Dr. Gideon convinced General Green Berry Raum to post a guard at his house; but after that captain left, looting Federals ransacked the premises. One solider slipped away with a jar filled with more than $700 in gold and silver. Others dismantled his barn, stable, office, and blacksmith shop to use for shanties and a blockhouse fortification on the railroad line. The doctor was left with little to help feed his large family. Only aid from U.S. Army authorities kept them and dozens of other area families from starvation over the next year.[viii]

Other loyal neighbors were in similar circumstances; yet many continued to aid the Union cause. In July, a group of local men captured a rebel lieutenant and eight soldiers of the Ninth Kentucky Infantry near the village of Fairmount, a noted Union neighborhood. While marching their captives to Calhoun, the loyalists were intercepted by Confederate scouts and captured. Two hours later, The Fifth Kentucky Infantry (US) came to their aid, recaptured the rebels, and transported them to Calhoun.[ix]

To be continued…

Sources:

[i] Claim #11,472, Berry W. Gideon, Gordon Co., Ga., 1874, Southern Claims Commission (hereinafter abbreviated as “SCC.” Accessed through Ancestry.com. Testimony of claimant. Will of James Gideon, Jr., 1817, Jackson Co. will book A, p. 68. Thanks to Harold Duke, the ggg grandson of Berry Gideon and to Jeff Henderson of the Gordon Country Historical Society for information on Berry and Owen Gideon.

[ii] Claim #11,472, Berry W. Gideon, SCC. Georgia Pioneer, 13 July, 1835, 29 March, 1839.

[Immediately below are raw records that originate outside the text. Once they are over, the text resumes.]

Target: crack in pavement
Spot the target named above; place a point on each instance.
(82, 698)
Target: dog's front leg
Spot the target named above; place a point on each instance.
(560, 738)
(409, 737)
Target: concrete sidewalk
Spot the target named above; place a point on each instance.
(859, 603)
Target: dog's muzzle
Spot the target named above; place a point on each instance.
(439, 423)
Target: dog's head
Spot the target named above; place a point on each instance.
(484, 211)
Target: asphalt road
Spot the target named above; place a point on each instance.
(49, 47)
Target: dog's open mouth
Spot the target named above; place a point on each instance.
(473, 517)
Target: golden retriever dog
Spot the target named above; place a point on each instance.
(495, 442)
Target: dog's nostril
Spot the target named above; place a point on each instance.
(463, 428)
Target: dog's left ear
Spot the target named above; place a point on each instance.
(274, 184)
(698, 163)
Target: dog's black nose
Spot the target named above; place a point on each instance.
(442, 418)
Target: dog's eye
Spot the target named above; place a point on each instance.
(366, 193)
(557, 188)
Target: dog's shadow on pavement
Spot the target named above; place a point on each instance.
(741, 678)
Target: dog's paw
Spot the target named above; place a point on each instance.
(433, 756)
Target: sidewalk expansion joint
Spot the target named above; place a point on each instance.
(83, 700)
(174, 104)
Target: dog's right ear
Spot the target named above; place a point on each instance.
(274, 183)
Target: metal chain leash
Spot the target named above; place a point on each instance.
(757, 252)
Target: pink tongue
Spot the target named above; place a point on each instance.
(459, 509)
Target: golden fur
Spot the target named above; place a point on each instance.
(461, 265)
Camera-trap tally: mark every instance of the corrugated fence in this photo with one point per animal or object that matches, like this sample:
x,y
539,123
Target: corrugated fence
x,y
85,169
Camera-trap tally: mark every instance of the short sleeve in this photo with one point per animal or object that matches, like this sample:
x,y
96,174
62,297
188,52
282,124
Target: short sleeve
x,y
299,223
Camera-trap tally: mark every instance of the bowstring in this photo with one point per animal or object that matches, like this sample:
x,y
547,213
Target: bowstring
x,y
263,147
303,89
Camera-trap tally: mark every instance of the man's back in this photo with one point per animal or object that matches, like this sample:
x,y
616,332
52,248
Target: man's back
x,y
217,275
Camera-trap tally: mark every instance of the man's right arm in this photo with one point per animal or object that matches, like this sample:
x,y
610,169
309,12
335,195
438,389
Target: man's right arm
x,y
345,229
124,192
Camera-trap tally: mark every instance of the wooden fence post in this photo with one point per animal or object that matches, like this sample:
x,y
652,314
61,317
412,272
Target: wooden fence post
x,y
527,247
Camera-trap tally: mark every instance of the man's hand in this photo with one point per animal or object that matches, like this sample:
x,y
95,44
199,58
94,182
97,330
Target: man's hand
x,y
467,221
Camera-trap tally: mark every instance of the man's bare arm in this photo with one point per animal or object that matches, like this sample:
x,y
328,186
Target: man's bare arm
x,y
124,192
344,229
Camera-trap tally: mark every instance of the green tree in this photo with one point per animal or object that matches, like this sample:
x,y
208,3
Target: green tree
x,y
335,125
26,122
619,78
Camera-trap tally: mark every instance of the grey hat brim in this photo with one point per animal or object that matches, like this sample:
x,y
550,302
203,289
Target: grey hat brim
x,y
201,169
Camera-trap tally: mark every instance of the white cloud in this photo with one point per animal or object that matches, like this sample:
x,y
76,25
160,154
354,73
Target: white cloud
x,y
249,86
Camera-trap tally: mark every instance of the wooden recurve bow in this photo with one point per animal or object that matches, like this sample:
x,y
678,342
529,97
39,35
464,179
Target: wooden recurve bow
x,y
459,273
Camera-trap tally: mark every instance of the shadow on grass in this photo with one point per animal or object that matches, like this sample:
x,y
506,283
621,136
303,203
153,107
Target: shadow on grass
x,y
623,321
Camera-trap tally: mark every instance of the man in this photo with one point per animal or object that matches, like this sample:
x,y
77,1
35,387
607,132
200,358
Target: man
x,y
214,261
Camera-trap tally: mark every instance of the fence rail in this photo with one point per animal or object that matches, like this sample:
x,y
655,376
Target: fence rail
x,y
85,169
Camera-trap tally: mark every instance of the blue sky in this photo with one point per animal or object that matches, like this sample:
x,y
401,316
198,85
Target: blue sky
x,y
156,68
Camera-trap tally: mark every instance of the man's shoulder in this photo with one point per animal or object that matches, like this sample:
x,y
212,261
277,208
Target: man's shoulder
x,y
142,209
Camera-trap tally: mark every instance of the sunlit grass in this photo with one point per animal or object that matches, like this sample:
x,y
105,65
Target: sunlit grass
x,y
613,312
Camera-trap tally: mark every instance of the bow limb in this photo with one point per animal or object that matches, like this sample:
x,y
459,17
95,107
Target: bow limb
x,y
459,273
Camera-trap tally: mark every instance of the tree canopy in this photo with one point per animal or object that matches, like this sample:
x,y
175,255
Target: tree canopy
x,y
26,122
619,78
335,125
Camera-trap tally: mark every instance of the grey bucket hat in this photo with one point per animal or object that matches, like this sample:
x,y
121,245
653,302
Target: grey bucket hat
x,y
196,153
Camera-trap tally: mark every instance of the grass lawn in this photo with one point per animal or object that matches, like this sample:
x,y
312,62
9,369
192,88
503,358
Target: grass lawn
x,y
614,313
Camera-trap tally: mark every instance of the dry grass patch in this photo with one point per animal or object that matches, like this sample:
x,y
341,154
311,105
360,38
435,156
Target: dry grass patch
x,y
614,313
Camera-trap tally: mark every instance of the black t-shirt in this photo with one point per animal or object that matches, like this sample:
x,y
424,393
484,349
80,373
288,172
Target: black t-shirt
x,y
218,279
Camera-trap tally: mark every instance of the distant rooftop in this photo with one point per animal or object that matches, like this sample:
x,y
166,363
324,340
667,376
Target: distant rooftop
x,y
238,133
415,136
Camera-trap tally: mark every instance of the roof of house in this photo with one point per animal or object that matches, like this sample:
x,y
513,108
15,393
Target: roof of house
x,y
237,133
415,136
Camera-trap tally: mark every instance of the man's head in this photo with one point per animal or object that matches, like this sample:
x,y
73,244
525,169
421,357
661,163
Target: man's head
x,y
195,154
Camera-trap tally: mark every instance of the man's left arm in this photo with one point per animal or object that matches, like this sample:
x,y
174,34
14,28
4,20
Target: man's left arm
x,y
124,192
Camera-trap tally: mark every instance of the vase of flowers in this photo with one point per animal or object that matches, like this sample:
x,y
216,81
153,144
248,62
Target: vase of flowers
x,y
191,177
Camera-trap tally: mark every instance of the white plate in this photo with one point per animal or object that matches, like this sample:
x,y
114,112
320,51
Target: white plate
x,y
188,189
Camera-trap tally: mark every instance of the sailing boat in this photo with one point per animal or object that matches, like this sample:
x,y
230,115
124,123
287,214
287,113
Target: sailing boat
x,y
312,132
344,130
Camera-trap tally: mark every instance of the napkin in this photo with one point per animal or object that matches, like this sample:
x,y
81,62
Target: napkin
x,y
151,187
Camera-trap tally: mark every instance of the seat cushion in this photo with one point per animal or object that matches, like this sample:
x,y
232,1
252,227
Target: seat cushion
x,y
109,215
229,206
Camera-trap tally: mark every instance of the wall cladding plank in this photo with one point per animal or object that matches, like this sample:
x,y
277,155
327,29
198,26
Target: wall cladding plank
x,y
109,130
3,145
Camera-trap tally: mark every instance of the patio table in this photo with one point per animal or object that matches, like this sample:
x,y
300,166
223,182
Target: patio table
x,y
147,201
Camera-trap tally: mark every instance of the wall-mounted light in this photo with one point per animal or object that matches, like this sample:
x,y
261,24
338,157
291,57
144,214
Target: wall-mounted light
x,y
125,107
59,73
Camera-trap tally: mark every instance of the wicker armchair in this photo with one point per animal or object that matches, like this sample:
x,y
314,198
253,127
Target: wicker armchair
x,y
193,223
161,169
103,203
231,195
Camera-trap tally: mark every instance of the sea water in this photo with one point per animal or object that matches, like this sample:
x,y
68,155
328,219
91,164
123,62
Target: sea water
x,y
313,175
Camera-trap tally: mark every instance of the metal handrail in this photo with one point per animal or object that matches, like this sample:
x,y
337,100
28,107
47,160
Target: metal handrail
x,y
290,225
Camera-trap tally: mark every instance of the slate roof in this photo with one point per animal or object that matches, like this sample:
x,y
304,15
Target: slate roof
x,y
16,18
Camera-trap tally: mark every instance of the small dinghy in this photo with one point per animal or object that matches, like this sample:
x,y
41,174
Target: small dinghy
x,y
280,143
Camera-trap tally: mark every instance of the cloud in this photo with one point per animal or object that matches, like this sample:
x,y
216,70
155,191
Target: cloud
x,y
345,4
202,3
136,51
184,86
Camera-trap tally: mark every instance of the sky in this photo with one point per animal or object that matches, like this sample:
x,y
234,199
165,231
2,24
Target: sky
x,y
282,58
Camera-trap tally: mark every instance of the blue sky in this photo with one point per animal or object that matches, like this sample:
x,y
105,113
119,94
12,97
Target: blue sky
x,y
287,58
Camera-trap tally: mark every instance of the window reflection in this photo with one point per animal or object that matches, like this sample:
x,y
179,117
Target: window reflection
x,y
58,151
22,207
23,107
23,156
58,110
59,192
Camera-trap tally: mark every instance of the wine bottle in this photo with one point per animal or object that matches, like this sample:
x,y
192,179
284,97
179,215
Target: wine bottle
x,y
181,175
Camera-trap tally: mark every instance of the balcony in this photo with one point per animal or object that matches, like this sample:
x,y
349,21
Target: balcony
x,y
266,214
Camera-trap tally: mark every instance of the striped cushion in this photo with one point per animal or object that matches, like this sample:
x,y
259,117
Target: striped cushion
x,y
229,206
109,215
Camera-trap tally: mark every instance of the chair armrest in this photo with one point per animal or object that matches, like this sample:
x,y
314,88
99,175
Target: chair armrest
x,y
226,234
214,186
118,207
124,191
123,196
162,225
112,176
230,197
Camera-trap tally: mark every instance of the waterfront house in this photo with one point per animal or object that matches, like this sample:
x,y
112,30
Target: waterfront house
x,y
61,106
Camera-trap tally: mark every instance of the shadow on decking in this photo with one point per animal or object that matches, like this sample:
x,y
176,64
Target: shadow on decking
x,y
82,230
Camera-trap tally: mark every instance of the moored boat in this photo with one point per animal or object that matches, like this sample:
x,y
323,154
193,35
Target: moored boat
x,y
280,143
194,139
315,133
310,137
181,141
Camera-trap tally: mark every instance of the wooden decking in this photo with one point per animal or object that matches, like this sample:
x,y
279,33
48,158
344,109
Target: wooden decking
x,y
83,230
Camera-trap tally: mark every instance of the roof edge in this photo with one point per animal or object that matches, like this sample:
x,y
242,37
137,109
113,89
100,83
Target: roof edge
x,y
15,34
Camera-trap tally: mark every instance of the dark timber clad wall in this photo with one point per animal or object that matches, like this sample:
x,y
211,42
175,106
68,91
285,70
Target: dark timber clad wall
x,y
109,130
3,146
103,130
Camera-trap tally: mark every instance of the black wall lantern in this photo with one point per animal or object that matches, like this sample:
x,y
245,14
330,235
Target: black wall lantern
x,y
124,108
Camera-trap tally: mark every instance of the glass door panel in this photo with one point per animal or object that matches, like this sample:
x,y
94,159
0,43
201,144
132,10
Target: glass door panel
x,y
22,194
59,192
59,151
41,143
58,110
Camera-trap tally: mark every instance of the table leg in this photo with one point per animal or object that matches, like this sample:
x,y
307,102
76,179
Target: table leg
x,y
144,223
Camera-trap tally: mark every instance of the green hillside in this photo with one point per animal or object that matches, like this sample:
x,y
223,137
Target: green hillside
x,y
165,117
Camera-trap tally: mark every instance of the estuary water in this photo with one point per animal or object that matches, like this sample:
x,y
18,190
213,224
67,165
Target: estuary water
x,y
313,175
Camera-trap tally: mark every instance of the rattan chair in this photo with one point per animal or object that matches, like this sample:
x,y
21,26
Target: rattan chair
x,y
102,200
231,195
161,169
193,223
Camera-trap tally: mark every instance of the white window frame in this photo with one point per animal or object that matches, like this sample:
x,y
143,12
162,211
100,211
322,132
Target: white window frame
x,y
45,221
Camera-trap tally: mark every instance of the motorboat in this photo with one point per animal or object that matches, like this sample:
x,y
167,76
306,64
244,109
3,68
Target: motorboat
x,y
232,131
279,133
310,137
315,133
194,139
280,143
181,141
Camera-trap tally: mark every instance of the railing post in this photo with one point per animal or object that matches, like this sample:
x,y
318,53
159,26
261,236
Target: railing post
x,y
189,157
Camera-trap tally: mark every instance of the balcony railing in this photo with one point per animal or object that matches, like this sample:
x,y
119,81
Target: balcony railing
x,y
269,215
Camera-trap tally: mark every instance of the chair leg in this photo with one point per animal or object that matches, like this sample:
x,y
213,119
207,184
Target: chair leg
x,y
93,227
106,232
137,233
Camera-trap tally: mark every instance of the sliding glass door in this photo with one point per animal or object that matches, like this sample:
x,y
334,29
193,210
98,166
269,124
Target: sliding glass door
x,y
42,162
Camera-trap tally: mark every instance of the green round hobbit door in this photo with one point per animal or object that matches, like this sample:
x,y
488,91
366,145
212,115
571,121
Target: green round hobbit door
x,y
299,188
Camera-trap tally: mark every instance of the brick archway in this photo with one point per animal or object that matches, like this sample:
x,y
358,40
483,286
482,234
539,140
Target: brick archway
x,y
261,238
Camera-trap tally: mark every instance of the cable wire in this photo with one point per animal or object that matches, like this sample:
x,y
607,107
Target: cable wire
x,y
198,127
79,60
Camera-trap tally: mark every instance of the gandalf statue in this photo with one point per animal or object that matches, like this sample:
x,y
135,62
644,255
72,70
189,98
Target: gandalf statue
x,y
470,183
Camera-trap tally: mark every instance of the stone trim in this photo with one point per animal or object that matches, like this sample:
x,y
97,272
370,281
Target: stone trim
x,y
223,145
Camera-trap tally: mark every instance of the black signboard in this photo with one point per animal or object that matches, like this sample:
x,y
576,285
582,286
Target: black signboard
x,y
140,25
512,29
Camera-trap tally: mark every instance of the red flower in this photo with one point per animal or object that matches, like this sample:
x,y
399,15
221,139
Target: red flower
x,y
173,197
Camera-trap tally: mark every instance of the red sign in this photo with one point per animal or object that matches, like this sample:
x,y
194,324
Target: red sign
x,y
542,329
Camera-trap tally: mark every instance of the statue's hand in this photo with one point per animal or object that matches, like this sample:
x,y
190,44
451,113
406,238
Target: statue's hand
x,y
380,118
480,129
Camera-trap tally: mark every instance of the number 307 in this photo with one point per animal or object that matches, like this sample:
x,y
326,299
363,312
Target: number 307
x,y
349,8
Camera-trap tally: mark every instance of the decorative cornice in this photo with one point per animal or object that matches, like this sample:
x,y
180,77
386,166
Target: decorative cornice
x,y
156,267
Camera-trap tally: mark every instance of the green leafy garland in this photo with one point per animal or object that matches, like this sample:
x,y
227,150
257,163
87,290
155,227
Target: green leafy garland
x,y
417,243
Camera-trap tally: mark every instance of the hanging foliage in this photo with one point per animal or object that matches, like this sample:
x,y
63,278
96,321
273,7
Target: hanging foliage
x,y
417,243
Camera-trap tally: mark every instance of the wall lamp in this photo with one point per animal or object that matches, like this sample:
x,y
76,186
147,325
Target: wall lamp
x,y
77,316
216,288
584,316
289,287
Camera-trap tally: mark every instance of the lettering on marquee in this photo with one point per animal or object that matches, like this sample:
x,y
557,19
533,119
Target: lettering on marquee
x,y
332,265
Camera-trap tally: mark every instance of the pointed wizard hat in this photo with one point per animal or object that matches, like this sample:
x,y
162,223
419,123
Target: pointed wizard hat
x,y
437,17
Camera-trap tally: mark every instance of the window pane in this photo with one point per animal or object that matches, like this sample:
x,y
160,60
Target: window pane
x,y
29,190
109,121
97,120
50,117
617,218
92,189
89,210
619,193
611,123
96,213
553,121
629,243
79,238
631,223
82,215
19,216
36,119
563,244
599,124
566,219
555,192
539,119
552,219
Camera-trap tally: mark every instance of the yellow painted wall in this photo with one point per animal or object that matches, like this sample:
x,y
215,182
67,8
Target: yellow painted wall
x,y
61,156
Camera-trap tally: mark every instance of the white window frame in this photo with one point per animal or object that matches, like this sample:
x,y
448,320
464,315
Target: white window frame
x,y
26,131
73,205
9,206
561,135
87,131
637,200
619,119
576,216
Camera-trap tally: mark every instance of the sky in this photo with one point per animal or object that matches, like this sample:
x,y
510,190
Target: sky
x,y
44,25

[iii] L.R. Ramsaur to Gov. Joseph E. Brown, 14 December 1861, Governor’s Incoming Correspondence, Georgia Department of Archives and History, Morrow.

[iv] Numerous witnesses used the term “underground railroad” to describe the network aiding deserters and Unionist refugees in north Georgia. See, for example: Claim # 15,829, Daniel L. Cline, Whitfield Co, Ga., 1877, SCC. Testimony of Francis M. Anderson; Claim #2590, Sidney Defoor, Gordon Co. Ga., 1878, SCC. Testimony of claimant; Claim #801, Thomas Bird, Sr., Gordon Co., Ga., 1878, SCC. Testimony of claimant.

[v] Claim 13,385, J.B.N. Adams, Whitfield Co., Ga., 1877, SCC. Testimony of claimant.

[vi] Compiled Service Records of Confederate Soldiers Who Served in Organizations from the State of

Georgia, B.R. Mayes. RG 109. Microfilm publication M266, Roll 129, National Archives, Washington, D.C.

[vii] Records of the War Department Relating to Confederates, Records relating to prisoners, oaths, and paroles. Microfilm publication M598, National Archives, Washington, D.C.

[viii] Claim #11,472, Berry W. Gideon, SCC. Lt. Albert Snow, “List of Destitute Citizens that are entitled to Govt. Rations.” July 4, 1865. Gordon County Historical Society.

[ix] War of the Rebellion: A Compilation of the Official Records of the Union and Confederate Armies (Washington, DC: Government Printing Office, 1880–1901), series 1, vol. 38, pt. 2, p. 866.